Too bad Black acts don’t sell. Wait a minute! [the camera zooms in on Parker’s neck sweat, spins 360 degrees, speed-ramps through several different frame rates, invents six entirely new aspect ratios, and then lands on the prosthetic nose that only skirts anti-Semitism because no one knows for sure if the Colonel was Jewish] “he’s whhhhyyyyyiiiiiiiiiiiiiiiiiiiittteee!?” [cash registers, fireworks, time moves in 12 directions at once, you see the moment of your own birth and death unfolding on a Brian de Palma split-screen]. Cut to: Elvis playing “That’s All Right” in an oversized pink suit as a concert for some local teenage girls suddenly turns into that scene from “Scanners.”
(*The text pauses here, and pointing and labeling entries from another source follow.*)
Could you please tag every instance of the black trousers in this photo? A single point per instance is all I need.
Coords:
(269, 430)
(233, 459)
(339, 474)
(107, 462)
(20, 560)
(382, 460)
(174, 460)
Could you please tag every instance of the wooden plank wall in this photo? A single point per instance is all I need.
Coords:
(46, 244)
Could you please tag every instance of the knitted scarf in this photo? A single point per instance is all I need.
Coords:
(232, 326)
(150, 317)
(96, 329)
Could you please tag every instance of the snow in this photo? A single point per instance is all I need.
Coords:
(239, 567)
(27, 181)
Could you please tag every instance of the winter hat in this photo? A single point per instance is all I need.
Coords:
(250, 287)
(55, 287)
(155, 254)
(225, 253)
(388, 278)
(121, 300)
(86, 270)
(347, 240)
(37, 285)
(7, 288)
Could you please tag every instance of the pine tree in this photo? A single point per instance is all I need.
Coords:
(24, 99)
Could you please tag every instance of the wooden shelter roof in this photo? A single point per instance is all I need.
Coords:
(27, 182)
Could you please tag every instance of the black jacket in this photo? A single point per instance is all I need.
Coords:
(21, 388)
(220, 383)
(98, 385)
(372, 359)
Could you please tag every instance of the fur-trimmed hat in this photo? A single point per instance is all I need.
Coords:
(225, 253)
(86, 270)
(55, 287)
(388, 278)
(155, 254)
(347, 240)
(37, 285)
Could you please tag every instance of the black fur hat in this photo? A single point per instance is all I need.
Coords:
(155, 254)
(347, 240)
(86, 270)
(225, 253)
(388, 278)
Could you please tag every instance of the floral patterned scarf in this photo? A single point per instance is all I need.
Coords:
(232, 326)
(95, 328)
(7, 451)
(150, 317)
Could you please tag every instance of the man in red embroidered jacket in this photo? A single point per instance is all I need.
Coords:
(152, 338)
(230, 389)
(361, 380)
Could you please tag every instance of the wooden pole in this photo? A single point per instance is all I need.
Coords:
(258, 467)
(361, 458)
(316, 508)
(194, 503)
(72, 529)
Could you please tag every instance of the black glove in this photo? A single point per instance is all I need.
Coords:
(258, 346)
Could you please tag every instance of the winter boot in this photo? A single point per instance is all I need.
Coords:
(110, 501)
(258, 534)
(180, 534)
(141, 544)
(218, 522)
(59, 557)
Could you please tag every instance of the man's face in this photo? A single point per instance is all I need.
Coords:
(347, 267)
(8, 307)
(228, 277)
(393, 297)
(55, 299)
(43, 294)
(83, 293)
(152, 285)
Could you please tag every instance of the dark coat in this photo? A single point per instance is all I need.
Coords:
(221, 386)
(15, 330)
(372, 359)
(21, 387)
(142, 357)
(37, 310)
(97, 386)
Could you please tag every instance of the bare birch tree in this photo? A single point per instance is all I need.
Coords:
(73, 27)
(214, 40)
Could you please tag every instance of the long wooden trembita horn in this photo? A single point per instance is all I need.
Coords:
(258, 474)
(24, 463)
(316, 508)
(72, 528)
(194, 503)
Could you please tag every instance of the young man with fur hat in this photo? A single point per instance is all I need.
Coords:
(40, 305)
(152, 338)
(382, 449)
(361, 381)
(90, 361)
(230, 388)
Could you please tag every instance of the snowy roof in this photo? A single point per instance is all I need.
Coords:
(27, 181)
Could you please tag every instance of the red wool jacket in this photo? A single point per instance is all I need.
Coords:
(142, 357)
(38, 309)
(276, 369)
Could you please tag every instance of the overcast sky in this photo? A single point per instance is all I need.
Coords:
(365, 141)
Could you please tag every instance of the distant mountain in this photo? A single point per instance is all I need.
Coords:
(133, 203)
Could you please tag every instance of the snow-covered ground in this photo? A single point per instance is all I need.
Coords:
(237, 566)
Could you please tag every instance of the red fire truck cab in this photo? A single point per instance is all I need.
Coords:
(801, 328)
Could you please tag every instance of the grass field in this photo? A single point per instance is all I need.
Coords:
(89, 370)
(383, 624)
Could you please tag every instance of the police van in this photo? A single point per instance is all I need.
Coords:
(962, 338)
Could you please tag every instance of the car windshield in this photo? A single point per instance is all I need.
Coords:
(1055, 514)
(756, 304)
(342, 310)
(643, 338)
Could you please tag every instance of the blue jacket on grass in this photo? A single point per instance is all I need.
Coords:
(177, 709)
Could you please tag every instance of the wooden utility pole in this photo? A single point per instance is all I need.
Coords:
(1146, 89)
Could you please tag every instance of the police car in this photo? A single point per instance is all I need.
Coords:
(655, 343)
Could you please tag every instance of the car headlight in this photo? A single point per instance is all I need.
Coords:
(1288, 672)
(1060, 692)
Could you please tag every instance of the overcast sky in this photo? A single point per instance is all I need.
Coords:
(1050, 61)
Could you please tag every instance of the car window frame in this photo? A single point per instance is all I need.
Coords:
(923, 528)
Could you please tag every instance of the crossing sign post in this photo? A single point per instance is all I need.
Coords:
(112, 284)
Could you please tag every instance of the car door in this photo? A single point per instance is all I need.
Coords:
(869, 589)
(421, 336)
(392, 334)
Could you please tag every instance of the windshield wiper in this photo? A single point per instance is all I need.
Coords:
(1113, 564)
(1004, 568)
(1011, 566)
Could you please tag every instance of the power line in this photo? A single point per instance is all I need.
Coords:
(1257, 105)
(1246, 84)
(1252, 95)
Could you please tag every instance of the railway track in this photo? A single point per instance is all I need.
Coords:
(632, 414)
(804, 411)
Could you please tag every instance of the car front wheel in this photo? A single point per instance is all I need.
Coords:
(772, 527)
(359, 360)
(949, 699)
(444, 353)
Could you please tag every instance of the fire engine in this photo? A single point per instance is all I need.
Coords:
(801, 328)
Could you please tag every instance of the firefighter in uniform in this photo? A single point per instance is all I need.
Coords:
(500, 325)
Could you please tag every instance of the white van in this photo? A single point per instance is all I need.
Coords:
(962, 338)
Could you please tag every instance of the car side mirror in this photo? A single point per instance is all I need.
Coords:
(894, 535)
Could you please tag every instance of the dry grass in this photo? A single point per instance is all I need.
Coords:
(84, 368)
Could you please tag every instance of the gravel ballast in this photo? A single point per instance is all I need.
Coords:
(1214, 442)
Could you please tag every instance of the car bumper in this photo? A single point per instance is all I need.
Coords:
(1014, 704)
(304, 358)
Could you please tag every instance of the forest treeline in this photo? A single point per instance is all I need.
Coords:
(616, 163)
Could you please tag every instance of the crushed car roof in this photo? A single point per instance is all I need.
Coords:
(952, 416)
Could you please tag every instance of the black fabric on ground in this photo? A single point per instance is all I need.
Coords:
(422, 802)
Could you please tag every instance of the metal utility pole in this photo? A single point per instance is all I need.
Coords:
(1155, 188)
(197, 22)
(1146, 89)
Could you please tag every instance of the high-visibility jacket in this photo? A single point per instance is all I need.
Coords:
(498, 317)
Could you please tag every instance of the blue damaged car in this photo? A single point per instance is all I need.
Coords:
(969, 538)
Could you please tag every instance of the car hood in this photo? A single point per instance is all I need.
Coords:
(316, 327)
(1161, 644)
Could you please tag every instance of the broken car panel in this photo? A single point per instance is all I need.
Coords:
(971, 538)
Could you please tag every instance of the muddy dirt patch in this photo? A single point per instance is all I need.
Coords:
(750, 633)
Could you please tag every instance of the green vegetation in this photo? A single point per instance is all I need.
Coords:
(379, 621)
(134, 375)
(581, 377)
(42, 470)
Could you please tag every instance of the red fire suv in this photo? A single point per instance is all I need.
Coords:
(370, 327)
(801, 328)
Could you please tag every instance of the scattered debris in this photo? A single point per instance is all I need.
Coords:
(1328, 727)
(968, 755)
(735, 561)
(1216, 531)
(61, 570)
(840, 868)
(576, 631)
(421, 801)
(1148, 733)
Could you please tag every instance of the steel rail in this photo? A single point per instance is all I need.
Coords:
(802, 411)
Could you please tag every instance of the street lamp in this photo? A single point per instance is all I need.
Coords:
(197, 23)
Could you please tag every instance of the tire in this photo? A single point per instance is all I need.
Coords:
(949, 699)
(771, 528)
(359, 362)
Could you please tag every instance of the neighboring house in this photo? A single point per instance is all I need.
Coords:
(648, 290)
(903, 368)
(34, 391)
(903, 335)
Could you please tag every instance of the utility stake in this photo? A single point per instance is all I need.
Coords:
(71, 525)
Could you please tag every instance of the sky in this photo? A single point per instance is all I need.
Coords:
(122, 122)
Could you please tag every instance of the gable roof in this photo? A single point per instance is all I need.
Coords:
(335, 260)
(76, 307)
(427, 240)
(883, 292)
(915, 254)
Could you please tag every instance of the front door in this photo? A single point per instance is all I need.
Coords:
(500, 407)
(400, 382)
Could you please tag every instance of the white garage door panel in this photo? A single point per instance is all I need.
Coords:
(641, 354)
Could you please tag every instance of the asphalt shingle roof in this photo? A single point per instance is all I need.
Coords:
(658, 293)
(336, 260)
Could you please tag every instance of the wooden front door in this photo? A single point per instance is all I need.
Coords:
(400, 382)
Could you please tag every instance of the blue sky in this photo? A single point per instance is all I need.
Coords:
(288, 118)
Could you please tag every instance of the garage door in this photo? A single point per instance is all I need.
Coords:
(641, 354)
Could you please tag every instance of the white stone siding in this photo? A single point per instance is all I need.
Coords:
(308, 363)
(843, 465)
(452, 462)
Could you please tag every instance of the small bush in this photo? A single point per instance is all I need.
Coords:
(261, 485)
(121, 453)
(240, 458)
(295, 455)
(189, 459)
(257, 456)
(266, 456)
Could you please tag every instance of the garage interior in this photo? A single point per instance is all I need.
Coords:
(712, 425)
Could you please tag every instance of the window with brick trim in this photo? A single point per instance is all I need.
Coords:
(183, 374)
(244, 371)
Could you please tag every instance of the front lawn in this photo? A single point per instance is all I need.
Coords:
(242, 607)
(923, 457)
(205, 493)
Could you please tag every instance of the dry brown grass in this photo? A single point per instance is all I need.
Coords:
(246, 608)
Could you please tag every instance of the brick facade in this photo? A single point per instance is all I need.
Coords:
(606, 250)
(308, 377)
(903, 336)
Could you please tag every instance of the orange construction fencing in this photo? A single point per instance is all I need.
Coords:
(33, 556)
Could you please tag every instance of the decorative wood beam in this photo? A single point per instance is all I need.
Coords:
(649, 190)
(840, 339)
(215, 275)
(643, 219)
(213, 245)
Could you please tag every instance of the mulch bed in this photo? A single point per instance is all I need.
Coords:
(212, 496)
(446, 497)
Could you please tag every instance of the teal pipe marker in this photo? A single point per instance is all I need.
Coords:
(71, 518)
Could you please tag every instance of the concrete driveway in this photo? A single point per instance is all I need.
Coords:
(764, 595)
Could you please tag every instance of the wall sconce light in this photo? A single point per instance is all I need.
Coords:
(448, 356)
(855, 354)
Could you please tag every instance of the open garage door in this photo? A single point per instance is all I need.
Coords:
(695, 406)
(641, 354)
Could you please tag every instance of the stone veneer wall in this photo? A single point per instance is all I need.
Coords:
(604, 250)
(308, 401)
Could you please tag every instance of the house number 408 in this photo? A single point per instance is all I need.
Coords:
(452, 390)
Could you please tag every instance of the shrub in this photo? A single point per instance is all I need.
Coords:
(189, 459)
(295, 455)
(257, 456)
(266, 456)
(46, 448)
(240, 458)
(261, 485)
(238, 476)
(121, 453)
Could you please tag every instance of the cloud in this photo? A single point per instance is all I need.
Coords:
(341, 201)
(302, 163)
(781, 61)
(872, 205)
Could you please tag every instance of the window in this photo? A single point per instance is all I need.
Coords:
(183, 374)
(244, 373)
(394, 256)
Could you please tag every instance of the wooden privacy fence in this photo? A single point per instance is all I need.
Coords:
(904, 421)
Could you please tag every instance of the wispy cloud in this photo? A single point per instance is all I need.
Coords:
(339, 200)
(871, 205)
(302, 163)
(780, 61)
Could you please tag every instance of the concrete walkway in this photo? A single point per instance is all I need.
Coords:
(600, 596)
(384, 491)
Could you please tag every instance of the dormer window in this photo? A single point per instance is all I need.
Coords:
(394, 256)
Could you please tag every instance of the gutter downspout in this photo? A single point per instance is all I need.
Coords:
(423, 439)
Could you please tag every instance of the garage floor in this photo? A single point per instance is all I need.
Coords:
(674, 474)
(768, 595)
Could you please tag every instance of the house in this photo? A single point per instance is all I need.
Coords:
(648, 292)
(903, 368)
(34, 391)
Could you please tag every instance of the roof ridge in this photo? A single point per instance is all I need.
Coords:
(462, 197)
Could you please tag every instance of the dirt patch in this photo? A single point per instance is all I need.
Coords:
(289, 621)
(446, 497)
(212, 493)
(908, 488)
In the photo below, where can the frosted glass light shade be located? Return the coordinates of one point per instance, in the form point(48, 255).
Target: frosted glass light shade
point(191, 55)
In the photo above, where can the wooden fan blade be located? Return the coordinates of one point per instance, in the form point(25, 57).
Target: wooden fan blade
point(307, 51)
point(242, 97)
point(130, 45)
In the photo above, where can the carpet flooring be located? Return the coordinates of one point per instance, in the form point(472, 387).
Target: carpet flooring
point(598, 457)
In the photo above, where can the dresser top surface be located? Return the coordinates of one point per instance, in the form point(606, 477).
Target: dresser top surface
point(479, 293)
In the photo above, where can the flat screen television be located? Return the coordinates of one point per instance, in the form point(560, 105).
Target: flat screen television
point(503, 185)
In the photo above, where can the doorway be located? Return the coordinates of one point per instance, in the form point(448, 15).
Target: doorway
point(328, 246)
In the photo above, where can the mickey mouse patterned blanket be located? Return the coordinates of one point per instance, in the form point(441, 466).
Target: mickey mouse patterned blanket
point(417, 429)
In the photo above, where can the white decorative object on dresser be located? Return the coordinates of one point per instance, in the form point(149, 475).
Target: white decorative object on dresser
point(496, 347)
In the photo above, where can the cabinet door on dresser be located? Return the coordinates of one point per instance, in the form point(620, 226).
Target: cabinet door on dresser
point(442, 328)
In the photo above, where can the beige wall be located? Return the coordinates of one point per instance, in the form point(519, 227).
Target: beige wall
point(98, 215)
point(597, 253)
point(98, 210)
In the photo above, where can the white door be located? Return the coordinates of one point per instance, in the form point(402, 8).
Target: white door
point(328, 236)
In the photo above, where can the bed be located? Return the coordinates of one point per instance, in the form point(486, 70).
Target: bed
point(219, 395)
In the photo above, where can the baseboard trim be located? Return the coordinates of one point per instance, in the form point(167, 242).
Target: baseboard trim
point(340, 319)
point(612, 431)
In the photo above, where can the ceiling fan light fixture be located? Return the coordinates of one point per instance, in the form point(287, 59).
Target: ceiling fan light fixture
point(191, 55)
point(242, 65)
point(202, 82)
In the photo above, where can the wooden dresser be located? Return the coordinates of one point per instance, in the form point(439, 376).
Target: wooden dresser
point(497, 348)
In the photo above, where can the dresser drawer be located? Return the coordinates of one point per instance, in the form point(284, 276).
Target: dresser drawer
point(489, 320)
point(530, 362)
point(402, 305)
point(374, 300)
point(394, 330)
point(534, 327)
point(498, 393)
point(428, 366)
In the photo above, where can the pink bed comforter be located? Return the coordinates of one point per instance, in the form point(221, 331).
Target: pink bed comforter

Even for people that like Elvis, this is a movie that very much does not need to be made. Elvis is interesting enough as a mid century American cultural phenomenon and icon, but there is no aspect of his story that remains untold and much of his retconned mythology is at best border line offensive in it’s white washing. Who is this move for? It comes across as something made by the makers for the makers. The delight in the production, the performance, the costuming, etc., are all delights that reside in the film makers and not the audience. Those movies are seldom good.
Phew, I thought Hanks was playing Elvis. Not that I’d watch that anyway. I’m a proud member of fuck Elvis. Then again, I hate all these safely played wikipedia movies.